Inga sighed. “Are you sure you should be drinking that? You’re already sick as a dog.”
“If the dog felt like this, he’d want a drink too.” Tipple looked back longingly as they left the tavern, seemingly unbothered by the weight of the keg balanced on his shoulder.
Inga carried the second keg. To her left, Blue played idly with an earthworm he had dug up from the side of the road earlier in the day. A length of rope secured him to Inga’s wrist. “Blue, what do you know about this poison? Why would Nimble Johanna want to kill innocent people?”
“Not innocent people. Heroes.”
Inga frowned. “She wanted to kill us?”
Blue nodded so hard the tip of his cap slapped his eye, making him yelp in surprise.
“Why?” asked Tipple.
“Because Heroes are big and stupid and smelly!” Blue sniffed Tipple, then made a show of toppling over. He bounced back to his feet. “Yog will kill them all!”
“Who’s Yog?” asked Inga.
The redcap’s eyes went round. “How do you know Yog?”

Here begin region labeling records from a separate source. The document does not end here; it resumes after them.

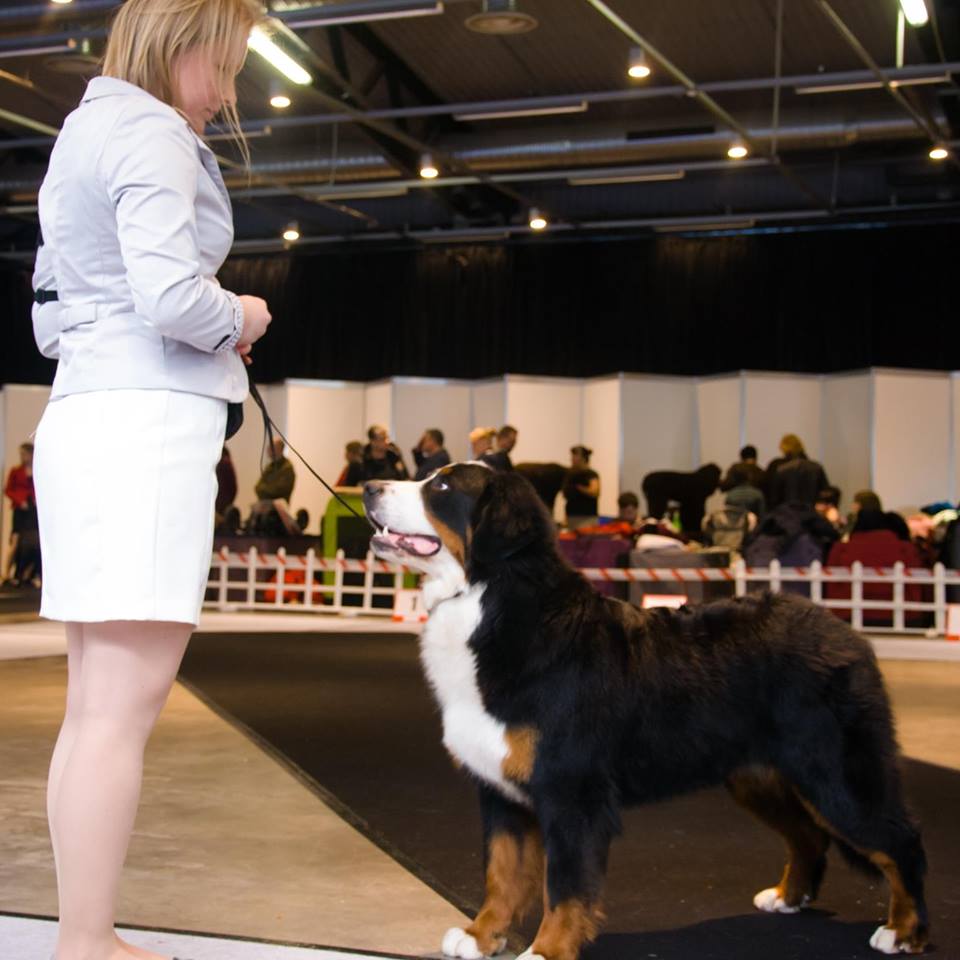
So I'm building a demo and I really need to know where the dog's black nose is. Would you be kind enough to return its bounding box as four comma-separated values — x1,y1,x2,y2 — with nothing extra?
363,480,385,501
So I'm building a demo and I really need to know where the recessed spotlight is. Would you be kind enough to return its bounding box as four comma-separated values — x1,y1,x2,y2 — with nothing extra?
900,0,930,27
420,153,440,180
464,0,538,36
627,47,650,80
529,207,547,230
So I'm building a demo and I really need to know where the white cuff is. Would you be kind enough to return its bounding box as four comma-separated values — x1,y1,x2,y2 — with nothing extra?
213,290,243,353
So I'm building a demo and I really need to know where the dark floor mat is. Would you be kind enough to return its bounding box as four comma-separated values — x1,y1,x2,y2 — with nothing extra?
182,633,960,960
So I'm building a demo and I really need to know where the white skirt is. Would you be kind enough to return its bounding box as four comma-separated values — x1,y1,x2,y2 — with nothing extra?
33,390,227,624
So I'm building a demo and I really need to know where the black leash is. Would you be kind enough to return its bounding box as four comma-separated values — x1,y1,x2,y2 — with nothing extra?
250,380,377,530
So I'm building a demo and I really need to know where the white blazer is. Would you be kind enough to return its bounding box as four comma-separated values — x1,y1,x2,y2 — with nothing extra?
33,77,247,401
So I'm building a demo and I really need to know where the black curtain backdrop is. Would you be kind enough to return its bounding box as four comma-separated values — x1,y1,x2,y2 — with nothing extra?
0,226,960,383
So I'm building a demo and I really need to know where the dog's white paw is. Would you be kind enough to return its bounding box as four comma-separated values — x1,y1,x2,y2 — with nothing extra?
440,927,483,960
870,927,910,953
517,945,543,960
753,887,807,913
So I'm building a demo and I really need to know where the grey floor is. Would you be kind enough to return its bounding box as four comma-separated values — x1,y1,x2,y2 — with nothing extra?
0,614,960,960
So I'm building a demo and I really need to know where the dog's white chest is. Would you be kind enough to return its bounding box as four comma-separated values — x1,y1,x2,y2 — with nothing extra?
420,586,528,804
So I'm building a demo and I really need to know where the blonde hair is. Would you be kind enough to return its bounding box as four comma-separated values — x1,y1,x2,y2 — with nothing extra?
102,0,263,167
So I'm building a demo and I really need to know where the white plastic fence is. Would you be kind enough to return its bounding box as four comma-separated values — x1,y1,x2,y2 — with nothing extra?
204,548,960,635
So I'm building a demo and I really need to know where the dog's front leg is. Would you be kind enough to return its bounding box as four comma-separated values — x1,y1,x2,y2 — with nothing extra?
443,786,543,960
518,777,620,960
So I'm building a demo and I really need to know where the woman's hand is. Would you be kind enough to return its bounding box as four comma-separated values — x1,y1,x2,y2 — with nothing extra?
237,295,272,357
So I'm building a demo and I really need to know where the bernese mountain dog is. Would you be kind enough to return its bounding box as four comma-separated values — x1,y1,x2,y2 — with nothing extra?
364,463,928,960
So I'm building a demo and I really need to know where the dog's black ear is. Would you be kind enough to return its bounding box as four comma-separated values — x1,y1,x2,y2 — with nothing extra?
469,471,554,564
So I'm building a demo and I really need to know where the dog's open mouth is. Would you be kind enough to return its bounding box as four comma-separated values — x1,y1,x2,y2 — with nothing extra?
370,527,442,557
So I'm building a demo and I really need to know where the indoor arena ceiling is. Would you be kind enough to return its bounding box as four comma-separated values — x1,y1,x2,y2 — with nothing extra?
0,0,960,256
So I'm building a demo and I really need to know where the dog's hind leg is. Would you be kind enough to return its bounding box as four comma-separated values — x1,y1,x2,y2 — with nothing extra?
443,787,543,960
518,778,620,960
727,767,830,913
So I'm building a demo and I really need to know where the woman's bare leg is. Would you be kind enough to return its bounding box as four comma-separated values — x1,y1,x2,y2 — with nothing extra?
48,621,193,960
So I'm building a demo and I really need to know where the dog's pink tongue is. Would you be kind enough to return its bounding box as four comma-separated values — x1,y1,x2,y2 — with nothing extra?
400,535,437,556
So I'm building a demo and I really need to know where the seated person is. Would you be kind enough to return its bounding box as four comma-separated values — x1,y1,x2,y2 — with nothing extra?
563,445,600,530
335,440,363,487
824,506,930,626
413,427,450,480
643,463,720,535
363,423,410,481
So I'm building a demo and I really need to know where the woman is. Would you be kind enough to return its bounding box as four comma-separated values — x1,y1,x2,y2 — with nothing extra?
34,0,270,960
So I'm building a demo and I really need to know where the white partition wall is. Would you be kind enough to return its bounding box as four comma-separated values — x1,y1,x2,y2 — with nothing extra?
393,377,474,466
873,370,954,510
820,372,873,512
0,383,50,579
582,374,623,516
695,374,740,470
502,376,583,464
472,378,510,442
621,374,699,498
740,372,823,469
286,380,366,533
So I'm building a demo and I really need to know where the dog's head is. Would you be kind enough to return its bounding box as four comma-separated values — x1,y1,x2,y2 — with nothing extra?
363,463,554,580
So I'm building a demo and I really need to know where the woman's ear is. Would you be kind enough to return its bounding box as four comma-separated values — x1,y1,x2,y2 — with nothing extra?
469,471,553,563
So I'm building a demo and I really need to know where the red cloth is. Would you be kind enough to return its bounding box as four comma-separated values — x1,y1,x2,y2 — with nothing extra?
824,530,932,627
3,466,34,510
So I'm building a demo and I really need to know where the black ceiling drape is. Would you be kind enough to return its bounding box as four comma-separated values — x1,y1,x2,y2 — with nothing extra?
0,226,960,383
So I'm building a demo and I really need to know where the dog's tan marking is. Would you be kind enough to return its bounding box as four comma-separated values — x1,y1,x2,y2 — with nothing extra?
501,727,540,783
423,504,467,569
868,850,926,953
530,900,603,960
729,767,830,907
466,829,543,956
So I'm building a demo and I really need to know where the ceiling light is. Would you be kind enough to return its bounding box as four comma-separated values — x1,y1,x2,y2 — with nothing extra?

With great difficulty, Inga swallowed her first retort. Blue wasn’t trying to be difficult … probably. Depending on which rumour you believed about where redcaps came from, Blue might even have been human once. With those spikes he had driven into his skull, it was a wonder he could talk at all. “Is Yog an outlaw? Another redcap?”
This triggered a bout of laughter. “Yog is bone and stone and iron chain. Flying death and deadly rain.”
Tipple looked around. “Am I the only one who can’t make a lick of sense out of that?”
“Did Yog work for Nimble Johanna?” asked Inga.
Blue hunched his shoulders and pulled out the skeletal finger he had shown them before, the one he claimed was magic.
“Yog … is a finger?”
Blue kicked her in the shin. “Stupid Heroes. Stupid outlaws. Stupid redcaps.”